The myth of Orpheus and Eurydice is as old as time itself. Long before the story was enshrined by Virgil and Ovid, it existed in Greek mythology and long before that, in the Epic of Gilgamesh and the myth of Dumuzi and Inanna. The desire to reverse death by descending into the underworld to raise a departed loved one must have been a theme in human culture long before writing. Even further back, what must it have been like for the first creature on this planet to come to the realisation of the finality of life? To attempt escaping what all others before them had struggled to avoid by instinct alone feeling only dread and fear?

The myth tells us that the head of Orpheus continues to sing as it floats down the river after having been torn from its body by the wild women of Dionysus. This somewhat macabre scene symbolises the triumph of art over death.
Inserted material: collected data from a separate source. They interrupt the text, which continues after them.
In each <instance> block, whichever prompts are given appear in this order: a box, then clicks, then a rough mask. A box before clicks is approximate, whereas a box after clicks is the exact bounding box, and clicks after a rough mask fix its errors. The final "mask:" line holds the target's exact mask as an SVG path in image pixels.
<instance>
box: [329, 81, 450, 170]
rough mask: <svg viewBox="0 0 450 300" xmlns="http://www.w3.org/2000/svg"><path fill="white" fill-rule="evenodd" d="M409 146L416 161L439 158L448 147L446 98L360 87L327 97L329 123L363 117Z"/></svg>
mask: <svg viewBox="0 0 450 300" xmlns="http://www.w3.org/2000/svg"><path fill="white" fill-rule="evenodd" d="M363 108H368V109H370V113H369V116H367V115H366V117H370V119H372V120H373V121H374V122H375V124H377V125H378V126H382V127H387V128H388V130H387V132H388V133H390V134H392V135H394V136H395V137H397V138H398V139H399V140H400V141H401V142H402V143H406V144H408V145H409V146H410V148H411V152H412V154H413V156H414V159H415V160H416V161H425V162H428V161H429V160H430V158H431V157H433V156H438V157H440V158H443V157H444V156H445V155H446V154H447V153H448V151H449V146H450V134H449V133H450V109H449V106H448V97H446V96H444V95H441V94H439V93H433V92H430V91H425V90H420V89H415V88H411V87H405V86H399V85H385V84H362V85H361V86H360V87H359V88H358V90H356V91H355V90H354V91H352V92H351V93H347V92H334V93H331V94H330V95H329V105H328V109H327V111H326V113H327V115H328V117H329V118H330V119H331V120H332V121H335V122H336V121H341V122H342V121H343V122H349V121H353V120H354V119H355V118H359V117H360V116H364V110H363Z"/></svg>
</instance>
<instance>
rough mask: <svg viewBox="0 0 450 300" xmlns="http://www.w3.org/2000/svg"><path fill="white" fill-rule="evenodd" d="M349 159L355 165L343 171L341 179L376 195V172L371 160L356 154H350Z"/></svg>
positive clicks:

But this subversion of the powerful brings with it a heavy price. The loss of Eurydice, trapped in hades for all eternity; the penalty for Orpheus’ curiosity.

In the light of the myth, the artist has to enter the underworld to create, but the result of his curiosity is to create a ghost. We only see a shadow of the vision and for this the artist is left torn between joy and regret. The artist exchanges life to give the semblance of life. Nevertheless, this act of subversion is a bid for freedom from fear.

Adam and Eve in the Garden of Eden defy God through an act of curiosity. They gain the true meaning of life in exchange for death. Reality is as likely to tear you to pieces as the Maenads do the body of Orpheus.

The artist in a final moment of defiance tries to hold that moment just before looking back. But the inevitable turns what is in the mind into a pillar of salt, a sculpture, painting, film or some other simulacrum of life.

Art attempts reversal of what has been lost or about to be lost; to capture the moment before the head is turned. The result is often tinged with regret for what was not done, but also satisfaction for what was done.